Im digitalen Literaturbetrieb sei work in progress Normalität, schrieb ich vor kurzem. Sei es in Form eines sich fortlaufend entwickelnden, in verschiedenen, rasch aufeinanderfolgenden Ausgaben erscheinenden E-Books, eines literarischen Blogs oder eben eines Modellprojekts deutsch- und englischsprachiger Autoren, „das die sich durch die Digitalisierung eröffnenden Chancen für die Wahrnehmung und Verbreitung anspruchsvoller Literatur weiterzuentwickeln sucht“. Was sich in solch hölzernem Antragsdeutsch vorstellt, ist das Literaturprojekt „Fiktion“, das denn auch von der Kulturstiftung des Bundes mit 240.000 Euro gefördert wird. Damit kann „Fiktion“ kostenlose Original-E-Books gleichzeitig auf Deutsch und Englisch herausbringen, neue Präsentationsweisen von Literatur international erproben, die Anpassung des Urheberrechts beflügeln und nicht zuletzt ein digitales Leseformat entwickeln, das konzentrationsfördernd wirken soll. Treibt doch die Projekt- und Programmleiter Mathias Gatza und Ingo Niermann, die im Hauptberuf Autoren sind, die Frage um, „welche Chancen das digitale Zeitalter gerade auch für eine besondere Konzentration erfordernde Literatur bietet“.

Ich erinnere mich: Berlin, Haus der Kulturen der Welt im Sommer 2014. Das Programm von „Fiktion“ startet mit dem Romanerstling „ALFF“ des Dramatikers Jakob Nolte, einem „Highschool-Mystery-Thriller“, in dem es um eine Mordserie im fernen Neuengland geht. Der Raum ist komplett verdunkelt, Jakob Nolte sitzt mit einem elektronischen Lesegerät vor uns, sein Text wird an die Wand projiziert und scrollt in dem von „Fiktion“ entwickelten Leseformat weiter wie auf einem Teleprompter. Aber Autor und Publikum können der recht hohen Geschwindigkeit nicht folgen. Trotz mehrerer Interventionen der Programmleitung kann daher bald von einer Konzentration auf den Text keine Rede mehr sein. Startprobleme, dachte ich damals.

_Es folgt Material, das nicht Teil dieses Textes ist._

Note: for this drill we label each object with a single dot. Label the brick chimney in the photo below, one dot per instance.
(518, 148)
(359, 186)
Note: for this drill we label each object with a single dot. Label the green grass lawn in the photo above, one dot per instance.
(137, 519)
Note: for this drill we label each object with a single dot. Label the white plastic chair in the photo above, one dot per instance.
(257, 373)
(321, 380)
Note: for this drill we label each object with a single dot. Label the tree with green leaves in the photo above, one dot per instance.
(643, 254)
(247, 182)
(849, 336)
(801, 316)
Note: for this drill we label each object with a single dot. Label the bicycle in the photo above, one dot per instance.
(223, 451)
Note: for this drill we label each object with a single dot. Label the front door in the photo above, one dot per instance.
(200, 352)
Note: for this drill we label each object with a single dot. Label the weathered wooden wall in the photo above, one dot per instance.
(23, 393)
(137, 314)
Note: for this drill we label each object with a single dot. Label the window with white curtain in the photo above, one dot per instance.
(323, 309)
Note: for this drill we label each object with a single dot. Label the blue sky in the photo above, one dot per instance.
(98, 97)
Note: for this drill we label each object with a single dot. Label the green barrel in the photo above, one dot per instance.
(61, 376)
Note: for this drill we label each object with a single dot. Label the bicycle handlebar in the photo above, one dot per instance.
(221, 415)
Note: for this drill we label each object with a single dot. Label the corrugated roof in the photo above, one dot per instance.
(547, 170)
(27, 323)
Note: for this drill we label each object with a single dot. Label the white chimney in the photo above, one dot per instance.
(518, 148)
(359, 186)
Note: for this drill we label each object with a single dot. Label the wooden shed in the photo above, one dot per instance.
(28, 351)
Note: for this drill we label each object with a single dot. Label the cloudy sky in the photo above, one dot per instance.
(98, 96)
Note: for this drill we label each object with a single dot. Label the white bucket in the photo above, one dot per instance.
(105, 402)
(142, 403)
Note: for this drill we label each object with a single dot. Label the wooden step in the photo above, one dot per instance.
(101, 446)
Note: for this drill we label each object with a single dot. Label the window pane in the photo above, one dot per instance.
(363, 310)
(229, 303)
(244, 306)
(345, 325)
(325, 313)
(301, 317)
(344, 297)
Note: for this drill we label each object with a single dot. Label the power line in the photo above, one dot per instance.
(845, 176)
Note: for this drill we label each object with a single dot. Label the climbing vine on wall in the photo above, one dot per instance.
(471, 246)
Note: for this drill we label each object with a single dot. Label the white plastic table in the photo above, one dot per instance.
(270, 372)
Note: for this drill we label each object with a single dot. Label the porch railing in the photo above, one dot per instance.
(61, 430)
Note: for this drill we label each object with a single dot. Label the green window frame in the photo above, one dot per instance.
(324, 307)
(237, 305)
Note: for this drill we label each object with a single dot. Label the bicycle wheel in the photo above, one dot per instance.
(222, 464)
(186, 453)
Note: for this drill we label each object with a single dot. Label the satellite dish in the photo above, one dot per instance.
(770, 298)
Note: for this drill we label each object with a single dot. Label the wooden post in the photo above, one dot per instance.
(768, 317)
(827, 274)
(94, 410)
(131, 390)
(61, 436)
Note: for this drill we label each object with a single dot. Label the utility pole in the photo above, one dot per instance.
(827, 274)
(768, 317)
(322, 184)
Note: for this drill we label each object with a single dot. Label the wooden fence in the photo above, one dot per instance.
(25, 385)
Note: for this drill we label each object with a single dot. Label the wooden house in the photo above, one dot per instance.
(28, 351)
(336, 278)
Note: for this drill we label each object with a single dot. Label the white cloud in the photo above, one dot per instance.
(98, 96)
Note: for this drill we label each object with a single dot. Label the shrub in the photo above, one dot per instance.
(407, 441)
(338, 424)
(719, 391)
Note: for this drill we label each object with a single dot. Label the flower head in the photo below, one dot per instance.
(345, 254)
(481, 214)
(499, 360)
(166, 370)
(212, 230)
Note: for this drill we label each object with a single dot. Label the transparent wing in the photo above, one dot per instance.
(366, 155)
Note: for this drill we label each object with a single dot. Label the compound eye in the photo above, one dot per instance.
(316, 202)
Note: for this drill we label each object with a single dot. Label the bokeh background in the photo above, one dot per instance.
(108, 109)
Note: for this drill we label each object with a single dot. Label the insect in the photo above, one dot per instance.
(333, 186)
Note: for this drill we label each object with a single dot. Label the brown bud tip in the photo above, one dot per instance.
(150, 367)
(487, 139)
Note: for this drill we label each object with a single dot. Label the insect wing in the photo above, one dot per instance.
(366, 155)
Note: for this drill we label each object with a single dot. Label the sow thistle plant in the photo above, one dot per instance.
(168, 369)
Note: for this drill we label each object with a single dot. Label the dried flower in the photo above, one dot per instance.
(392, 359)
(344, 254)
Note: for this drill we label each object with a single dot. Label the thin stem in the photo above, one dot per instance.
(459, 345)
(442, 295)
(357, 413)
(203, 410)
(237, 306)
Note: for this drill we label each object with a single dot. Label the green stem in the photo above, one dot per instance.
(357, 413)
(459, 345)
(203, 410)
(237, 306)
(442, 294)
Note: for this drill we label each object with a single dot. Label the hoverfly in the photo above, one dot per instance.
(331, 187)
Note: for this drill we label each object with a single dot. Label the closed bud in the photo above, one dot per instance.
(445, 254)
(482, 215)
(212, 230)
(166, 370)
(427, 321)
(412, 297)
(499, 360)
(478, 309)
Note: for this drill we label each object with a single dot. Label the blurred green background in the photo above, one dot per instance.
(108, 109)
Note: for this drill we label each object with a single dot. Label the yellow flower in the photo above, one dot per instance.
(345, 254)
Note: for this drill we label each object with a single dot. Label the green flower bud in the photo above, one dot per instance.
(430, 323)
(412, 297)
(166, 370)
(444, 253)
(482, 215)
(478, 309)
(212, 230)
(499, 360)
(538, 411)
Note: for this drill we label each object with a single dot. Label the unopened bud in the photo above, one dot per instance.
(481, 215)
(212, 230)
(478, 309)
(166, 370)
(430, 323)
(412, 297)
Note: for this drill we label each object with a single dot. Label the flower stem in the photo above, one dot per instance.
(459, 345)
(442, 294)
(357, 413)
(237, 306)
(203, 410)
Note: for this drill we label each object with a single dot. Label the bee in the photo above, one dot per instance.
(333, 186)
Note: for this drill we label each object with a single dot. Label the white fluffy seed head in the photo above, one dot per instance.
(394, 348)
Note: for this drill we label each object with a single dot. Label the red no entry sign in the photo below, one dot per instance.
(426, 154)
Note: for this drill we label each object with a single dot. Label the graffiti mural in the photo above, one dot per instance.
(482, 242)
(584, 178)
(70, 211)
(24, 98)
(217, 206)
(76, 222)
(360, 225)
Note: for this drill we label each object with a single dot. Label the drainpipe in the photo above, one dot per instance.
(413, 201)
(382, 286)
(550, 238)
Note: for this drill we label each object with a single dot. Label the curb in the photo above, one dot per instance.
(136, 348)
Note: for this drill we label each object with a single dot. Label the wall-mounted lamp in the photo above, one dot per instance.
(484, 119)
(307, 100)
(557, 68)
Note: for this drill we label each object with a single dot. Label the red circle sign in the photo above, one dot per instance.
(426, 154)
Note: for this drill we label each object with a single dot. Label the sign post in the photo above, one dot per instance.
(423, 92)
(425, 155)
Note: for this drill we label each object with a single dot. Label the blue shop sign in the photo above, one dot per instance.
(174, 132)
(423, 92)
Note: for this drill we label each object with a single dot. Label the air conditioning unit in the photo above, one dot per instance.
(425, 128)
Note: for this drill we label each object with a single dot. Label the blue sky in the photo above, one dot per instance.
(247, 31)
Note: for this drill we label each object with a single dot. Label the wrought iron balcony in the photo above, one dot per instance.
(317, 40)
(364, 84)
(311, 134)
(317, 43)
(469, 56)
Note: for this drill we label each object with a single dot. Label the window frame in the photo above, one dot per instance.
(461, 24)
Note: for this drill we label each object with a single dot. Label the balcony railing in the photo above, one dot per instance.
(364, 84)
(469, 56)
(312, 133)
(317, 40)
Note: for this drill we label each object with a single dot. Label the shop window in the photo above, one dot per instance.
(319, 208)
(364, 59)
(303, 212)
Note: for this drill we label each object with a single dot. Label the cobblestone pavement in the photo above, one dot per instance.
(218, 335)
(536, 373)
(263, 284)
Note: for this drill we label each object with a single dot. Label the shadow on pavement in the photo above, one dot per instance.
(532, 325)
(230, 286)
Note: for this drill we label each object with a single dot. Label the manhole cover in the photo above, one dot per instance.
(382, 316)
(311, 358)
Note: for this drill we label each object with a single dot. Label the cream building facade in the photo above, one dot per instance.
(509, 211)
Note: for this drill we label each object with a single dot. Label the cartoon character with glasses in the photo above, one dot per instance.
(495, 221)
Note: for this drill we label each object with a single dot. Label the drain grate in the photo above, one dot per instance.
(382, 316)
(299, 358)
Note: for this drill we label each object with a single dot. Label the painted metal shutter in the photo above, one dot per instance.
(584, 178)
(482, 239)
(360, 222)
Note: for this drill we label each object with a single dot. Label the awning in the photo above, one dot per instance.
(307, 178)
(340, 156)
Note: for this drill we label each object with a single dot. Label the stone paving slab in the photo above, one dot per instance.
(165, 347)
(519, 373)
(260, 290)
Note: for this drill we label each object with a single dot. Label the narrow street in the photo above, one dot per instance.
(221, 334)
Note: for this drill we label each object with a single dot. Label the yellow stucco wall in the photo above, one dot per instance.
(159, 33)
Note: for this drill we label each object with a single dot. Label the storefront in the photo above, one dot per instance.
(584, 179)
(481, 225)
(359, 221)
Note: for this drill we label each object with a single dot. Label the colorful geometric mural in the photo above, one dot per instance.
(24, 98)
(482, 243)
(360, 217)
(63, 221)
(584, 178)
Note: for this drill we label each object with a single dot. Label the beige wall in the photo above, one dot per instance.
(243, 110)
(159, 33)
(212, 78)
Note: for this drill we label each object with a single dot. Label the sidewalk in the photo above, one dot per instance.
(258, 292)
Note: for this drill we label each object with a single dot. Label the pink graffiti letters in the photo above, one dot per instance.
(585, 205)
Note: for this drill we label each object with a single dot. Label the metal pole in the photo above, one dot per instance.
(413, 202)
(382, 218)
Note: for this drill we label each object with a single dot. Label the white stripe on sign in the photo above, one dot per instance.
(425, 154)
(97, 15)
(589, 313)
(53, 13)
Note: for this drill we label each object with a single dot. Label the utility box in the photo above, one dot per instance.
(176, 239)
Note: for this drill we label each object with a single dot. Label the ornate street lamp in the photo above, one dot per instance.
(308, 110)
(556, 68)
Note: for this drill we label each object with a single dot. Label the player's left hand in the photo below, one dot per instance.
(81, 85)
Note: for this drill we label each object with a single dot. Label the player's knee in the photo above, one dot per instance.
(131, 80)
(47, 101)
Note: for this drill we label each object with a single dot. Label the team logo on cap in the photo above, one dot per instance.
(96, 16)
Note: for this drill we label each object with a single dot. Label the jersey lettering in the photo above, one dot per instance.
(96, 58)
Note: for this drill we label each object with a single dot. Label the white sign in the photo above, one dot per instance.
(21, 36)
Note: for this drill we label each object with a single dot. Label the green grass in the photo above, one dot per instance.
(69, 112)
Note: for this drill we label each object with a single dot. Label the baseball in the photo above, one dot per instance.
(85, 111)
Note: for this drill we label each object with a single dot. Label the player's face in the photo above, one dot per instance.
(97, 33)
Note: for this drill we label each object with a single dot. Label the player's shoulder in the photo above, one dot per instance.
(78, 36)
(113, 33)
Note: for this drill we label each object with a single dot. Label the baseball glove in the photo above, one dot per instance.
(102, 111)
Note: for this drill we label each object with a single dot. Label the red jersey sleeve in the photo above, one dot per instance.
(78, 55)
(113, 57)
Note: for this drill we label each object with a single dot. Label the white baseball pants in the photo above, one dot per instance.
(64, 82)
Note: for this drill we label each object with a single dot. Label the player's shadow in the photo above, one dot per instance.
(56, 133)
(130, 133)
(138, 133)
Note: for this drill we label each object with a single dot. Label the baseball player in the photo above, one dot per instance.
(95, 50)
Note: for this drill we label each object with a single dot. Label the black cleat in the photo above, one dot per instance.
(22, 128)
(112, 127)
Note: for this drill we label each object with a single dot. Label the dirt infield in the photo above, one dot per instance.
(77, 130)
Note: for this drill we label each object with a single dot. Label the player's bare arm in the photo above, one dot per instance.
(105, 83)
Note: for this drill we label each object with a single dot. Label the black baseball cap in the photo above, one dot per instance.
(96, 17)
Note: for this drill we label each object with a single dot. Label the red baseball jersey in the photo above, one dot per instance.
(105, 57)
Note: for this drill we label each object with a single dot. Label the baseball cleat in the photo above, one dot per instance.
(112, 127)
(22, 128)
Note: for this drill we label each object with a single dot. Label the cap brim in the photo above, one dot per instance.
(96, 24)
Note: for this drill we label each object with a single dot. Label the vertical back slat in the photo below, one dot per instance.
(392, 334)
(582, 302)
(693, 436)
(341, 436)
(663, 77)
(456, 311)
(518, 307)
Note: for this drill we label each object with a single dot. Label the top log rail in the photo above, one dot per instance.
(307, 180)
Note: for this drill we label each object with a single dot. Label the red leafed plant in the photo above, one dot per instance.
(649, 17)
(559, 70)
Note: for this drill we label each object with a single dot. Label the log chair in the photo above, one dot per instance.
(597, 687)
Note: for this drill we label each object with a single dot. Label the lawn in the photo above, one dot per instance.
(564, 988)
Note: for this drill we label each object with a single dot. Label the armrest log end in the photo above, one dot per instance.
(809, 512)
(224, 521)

Aufmerksamkeit ist ein kostbares Gut

„Im Idealfall wüsste der Reader, wie schnell man liest, dann müsste man nicht mehr interagieren, aber das ist technisch nicht möglich“, erklärt mir Ingo Niermann. „Der Normalzustand ist, dass sich der Text langsam weiterbewegt und man nur acht bis neun Zeilen sieht – das hat eine konzentrationssteigernde Wirkung.“ Optimiert wird das Verfahren mittels Versuchsreihen, die Arthur Jacobs, Professor für Experimentelle und Neurokognitive Psychologie an der Freien Universität Berlin, durchführt. Ich finde das Scrollen, das nur online auf der Fiktion-Website möglich ist, verwirrend, anstrengend, ermüdend. Meine Aufmerksamkeit lässt nach.